Given a fraction a/b, write it as a sum of different Egyptian fraction. For example, 2/3=1/2+1/6.
There is one restriction though: there are k restricted integers that should not be used as a denominator. For example, if we can't use 2~6, the best solution is:
2/3=1/7+1/8+1/9+1/12+1/14+1/18+1/24+1/28
The number of terms should be minimized, and then the large denominator should be minimized. If there are several solutions, the second largest denominator should be minimized etc.
The first line contains the number of test cases T(T<=100). Each test case begins with three integers a, b, k(2<=a<b<=876, 0<=k<=5, gcd(a,b)=1). The next line contains k different positive integers not greater than 1000.
For each test case, print the optimal solution, formatted as below.
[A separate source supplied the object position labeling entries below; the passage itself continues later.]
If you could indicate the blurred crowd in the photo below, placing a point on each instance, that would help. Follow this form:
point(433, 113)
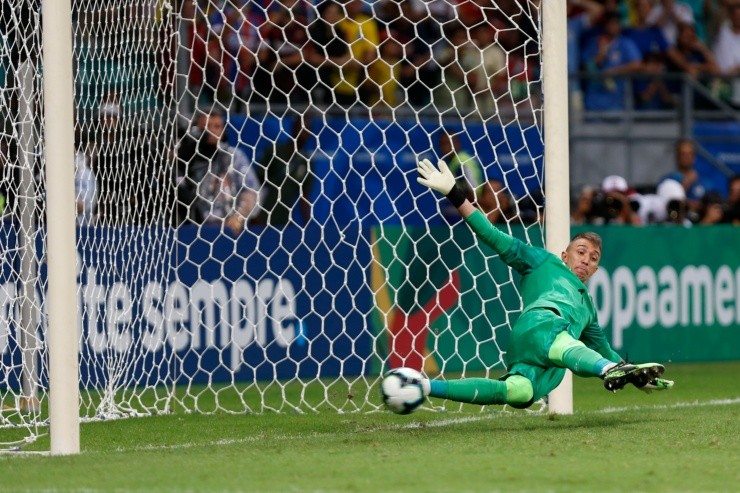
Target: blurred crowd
point(680, 197)
point(437, 55)
point(620, 52)
point(379, 54)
5 2 3 0 19 45 0 2 3 1 2 5 121 0 5 121 1 33
Case 1: 2/3=1/2+1/6 Case 2: 19/45=1/5+1/6+1/18 Case 3: 2/3=1/3+1/4+1/12 Case 4: 5/121=1/33+1/121+1/363 Case 5: 5/121=1/45+1/55+1/1089
It's not difficult to see some inputs are harder than others. For example, these inputs are very hard input for every program I have:
596/829=1/2+1/5+1/54+1/4145+1/7461+1/22383 265/743=1/3+1/44+1/2972+1/4458+1/24519 181/797=1/7+1/12+1/2391+1/3188+1/5579 616/863=1/2+1/5+1/80+1/863+1/13808+1/17260 22/811=1/60+1/100+1/2433+1/20275 732/733=1/2+1/3+1/7+1/45+1/7330+1/20524+1/26388
However, I don't want to give up this problem due to those hard inputs, so I'd like to restrict the input to "easier" inputs only. I know that it's not a perfect problem, but it's true that you can still have fun and learn something, isn't it?